Brommann urodził się 20 lipca 1920 roku w Neumünster, w Niemczech.
W 1937 r. wstąpił ochotniczo do SS gdzie został przydzielony do Dywizji Totenkopf, następnie przeniesiono go do 6 Dywizji Górskiej SS Nord. Podczas ciężkich walk na granicy fińsko/radzieckiej został kilka razy ranny. Za pierwszym razem został trafiony odłamkami w obie ręce i nogi. To nie wystarczyło aby utrzymać go z dala od walki. Po krótkiej rekonwalescencji wrócił na front. Za drugim razem sytuacja okazałą się być poważniejszą i zagrażającą życiu, gdyż otrzymał postrzał w płuco i wątrobę. Rany były na tyle ciężkie, że Karl Brommann musiał spędzić w szpitalu prawie cały rok. W końcu pod koniec 1942 lub na początku 1943 roku wrócił do zdrowia i dołączył do 6 Batalionu Szkolno-Zapasowego Dywizji Nord.

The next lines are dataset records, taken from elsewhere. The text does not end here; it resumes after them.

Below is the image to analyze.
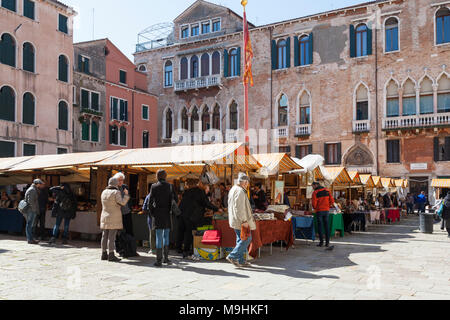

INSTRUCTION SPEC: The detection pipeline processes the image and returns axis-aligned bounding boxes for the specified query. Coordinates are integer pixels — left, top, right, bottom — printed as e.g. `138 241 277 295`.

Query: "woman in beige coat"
100 178 130 262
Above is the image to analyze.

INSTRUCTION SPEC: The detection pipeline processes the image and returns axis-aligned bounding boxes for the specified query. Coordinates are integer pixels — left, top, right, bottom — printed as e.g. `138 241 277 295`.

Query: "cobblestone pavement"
0 216 450 300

Po kilku miesiącach, 5 maja 1943 roku został przydzielony do nowo sformowanego 11 Batalionu Pancernego SS Hermann von Salza, który stał się częścią 11 Dywizji Grenadierów Pancernych SS Nordland. Później, w październiku 1943 roku przeniesiono go w randze SS-Oberscharführera do niezależnej jednostki będącej częścią III Germańskiego Korpusu Pancernego SS - 103 Batalionu Pancernego SS (przemianowanego później na 503). Brommann służył w tej formacji do 27 marca 1945 r., gdzie zakończył służbę z powodu ran odniesionych podczas zaciekłych walk.
Na początku lutego 1945 r. objął dowodzenie jednej z załóg Tygrysa Królewskiego, która później wykazała się niezwykłą efektywnością podczas strać w rejonie Arnswalde (Choszczno) w trakcie Operacji Sonnenwende (połowa lutego 1945 r.) i Gotenhafen (Gdynia).
Potwierdza to oficjalny komunikat dowództwa Wehrmachtu datowany na dzień 10 kwietnia 1945: „W walkach, które miały miejsce w rejonie Gotenhafen osobiście wyróżnił się SS-Untersturmrführer Karl Brommann, dowódca kompanii w 503 Batalionie Czołgów Ciężkich SS.
Wraz z załogą swojego czołgu w okresie od 2 lutego do 18 marca 1945 pomimo odniesionych ran, zniszczył 66 wrogich czołgów, 44 działa artyleryjskie i 15 ciężarówek”.
Niektóre źródła podają iż uszkodzony czołg znajdujący się na jednym z niewielu zdjęć dokumentujących walki w Arnswalde należał właśnie do załogi pod dowództwem Brommanna.
Podczas walk o Danzig (Gdańsk) i Gotenhafen Karl Brommann odniósł kolejne obrażenia. Wpierw mimo ciężkich oparzeń rąk i głowy zdecydował się pozostać ze swoimi ludźmi, ale wkrótce potem został trafiony kilkoma odłamkami w głowę i stracił oko. Rany okazały się na tyle ciężkie, że wykluczyły go z walk do końca wojny. Po otrzymaniu Złotej Odznaki za Rany został on ewakuowany przez Hel do Sweindemünde (Świnoujście). 29 kwietnia 1945 został odznaczony Krzyżem Rycerskim Żelaznego Krzyża (jak wspomniał w 1999 r. nigdy go „fizycznie” nie otrzymał, gdyż przebywał wtedy w szpitalu polowym).
Po dostaniu się do niewoli brytyjskiej trafił do jednego z obozów jenieckich. Wyszedł jednak na wolność stosunkowo szybko, bo w listopadzie 1945 r., prawdopodobnie ze względu na stan zdrowia spowodowany odniesionymi wcześniej obrażeniami.
Karl Brommann dzięki swoim wybitnym osiągnięciom okazał się być jednym z największych asów niemieckiej broni pancernej podczas II Wojny Światowej.
Po wojnie pracował do emerytury jako technik dentystyczny na jednym z niemieckich uniwersytetów. Zmarł 30 czerwca 2011 roku.